Another cultural difference we have experienced this week is in regards to end-of-life care. This has been an area of interest of mine since medical school, and I have rotated with palliative care and hospice in the States so it is interesting to see the differences here. Whereas back in the United States there has been an increase in the number of patients who prefer to die at home and families that want their loved ones home with hospice care, the cultural norm here seems to be that families expect that patients will die at the hospital. There is a lot of guilt surrounding the idea of dying at home meaning that the family may not have “tried everything” to help their loved one. Another cultural norm seems to be that (and I’m quoting a Kenyan physician here) “All Kenyans should die with a full stomach.” As patients are approaching the end of their life, they naturally have a lower appetite and may stop eating altogether. This is considered unacceptable and families will tend to push oral feeding and if need be in the hospital request nasogastric tube feeds. It is not an uncommon site on the wards to see our comfort care patients in their last days with NG tube feeds in place.

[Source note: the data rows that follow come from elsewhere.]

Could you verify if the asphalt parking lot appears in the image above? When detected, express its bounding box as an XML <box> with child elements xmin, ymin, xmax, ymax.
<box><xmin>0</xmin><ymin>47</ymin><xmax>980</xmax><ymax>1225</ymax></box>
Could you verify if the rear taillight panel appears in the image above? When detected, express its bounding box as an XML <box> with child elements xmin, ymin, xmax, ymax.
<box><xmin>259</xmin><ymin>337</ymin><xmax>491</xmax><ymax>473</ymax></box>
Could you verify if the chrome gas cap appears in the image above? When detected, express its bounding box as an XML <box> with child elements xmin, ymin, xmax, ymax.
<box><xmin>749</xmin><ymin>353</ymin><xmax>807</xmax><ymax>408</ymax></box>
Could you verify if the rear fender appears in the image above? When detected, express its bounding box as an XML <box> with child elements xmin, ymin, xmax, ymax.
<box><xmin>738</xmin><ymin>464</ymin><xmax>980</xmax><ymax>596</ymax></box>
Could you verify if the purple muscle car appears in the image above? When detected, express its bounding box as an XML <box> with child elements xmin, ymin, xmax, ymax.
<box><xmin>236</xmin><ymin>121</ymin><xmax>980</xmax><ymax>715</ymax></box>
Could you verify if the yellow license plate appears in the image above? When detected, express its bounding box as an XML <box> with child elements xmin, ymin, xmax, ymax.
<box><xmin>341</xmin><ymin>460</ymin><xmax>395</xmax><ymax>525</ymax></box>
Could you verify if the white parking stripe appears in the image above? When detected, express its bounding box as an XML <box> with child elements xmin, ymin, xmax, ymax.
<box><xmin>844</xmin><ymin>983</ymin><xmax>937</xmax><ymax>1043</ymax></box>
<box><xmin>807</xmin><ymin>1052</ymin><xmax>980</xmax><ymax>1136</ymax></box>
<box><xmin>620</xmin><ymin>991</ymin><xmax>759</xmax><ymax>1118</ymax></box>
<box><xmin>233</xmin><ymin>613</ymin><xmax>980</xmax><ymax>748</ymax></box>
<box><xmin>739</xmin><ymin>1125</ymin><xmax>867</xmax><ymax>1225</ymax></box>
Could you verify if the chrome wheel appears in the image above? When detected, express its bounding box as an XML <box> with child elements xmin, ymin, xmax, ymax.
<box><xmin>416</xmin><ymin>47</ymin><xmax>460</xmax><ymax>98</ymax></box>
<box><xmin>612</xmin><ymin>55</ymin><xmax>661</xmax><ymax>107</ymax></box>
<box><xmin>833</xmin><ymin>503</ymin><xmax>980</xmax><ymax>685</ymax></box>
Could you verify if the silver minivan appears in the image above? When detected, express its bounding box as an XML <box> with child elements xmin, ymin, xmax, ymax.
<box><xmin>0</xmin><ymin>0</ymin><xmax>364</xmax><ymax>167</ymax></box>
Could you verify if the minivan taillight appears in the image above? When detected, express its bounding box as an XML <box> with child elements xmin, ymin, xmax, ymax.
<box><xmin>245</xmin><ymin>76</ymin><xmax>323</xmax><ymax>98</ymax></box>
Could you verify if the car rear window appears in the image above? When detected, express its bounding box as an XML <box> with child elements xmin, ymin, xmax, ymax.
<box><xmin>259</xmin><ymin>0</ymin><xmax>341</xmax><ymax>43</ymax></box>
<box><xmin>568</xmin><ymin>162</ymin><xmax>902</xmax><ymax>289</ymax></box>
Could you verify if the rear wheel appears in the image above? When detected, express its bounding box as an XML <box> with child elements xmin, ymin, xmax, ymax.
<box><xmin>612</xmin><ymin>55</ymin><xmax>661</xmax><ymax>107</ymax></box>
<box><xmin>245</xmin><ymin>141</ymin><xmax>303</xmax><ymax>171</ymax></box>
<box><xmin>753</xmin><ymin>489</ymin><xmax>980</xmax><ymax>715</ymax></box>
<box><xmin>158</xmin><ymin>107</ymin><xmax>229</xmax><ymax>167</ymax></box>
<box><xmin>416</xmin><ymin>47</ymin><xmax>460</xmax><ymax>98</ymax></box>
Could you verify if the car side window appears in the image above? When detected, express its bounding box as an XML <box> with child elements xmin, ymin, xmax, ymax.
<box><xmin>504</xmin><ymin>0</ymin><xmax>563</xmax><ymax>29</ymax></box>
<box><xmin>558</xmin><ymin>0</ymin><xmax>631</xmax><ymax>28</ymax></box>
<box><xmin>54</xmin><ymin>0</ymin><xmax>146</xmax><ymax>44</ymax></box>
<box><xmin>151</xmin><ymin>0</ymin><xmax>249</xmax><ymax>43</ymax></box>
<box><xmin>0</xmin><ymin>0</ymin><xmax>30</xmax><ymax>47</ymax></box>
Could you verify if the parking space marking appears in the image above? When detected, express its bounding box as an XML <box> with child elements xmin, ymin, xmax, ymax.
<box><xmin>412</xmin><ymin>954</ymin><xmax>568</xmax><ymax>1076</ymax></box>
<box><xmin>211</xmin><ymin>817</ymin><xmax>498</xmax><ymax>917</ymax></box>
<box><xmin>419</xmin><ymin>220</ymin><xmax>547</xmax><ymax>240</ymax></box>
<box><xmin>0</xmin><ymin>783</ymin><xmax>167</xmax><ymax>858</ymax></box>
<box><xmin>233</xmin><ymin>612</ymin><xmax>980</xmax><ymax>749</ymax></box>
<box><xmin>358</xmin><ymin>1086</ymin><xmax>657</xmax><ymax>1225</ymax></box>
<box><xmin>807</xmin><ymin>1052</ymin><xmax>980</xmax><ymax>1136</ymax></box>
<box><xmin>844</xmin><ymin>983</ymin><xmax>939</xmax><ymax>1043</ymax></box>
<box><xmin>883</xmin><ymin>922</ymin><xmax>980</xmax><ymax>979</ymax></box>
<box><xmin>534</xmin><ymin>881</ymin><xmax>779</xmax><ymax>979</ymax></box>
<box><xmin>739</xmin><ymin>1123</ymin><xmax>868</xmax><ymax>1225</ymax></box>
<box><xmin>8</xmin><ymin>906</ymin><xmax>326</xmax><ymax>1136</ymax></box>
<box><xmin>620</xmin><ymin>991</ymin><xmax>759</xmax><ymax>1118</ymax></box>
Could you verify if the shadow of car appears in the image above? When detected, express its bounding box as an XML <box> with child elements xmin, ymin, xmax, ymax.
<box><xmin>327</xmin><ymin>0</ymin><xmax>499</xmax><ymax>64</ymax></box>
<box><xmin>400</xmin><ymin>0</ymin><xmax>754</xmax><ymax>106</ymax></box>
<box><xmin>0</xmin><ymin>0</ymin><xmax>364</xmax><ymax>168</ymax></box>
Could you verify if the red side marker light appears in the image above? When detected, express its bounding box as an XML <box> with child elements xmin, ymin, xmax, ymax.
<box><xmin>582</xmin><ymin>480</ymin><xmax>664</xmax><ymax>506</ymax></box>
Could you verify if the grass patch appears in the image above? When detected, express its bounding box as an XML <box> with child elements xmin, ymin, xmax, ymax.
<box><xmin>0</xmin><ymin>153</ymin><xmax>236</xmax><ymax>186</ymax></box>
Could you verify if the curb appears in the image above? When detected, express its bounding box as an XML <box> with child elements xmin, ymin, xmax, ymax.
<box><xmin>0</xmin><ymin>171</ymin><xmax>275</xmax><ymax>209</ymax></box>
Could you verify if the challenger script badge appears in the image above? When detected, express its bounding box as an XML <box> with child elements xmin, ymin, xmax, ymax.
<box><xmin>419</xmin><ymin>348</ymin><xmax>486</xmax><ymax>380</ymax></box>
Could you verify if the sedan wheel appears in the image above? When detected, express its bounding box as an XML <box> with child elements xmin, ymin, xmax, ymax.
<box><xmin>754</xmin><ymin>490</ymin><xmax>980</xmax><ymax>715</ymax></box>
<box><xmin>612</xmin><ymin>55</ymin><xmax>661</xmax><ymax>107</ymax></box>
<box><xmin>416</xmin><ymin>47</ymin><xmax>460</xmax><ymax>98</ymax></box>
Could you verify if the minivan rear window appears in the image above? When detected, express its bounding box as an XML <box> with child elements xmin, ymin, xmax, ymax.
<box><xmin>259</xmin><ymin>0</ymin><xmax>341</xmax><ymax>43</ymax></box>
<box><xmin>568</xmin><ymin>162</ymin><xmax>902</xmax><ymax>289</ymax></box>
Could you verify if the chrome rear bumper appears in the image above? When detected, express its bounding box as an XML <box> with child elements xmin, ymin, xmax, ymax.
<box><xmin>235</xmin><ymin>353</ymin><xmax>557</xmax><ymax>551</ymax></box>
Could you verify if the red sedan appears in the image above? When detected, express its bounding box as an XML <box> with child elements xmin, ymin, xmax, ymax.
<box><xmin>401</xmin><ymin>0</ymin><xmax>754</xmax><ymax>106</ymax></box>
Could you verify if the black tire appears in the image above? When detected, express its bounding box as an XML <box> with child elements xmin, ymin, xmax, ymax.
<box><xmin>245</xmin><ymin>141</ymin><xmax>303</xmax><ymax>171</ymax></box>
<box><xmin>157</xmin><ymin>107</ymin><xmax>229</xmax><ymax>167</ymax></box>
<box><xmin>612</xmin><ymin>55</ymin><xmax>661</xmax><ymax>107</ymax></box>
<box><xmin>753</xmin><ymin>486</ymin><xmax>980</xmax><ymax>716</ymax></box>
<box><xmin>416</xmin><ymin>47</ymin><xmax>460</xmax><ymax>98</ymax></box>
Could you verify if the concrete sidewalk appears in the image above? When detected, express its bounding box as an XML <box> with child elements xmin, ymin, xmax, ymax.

In America, we typically counsel that NGT feeds in end-of-life care are not helpful, actually increasing aspiration risk and possibly causing more harm than benefit, while definitely decreasing comfort. Here, they seem to remain the cultural norm. Overall we’ve had a very interesting week working in OPD.

 

We also visited the hospital next door called Cure which is predominantly orthopedic and does a lot of procedures to help disabled children. There’s a large play room and very friendly staff. While we were they we sampled their cafeteria. This is the lunch special of the day (lentils, rice, and chapati) which cost about $2 each.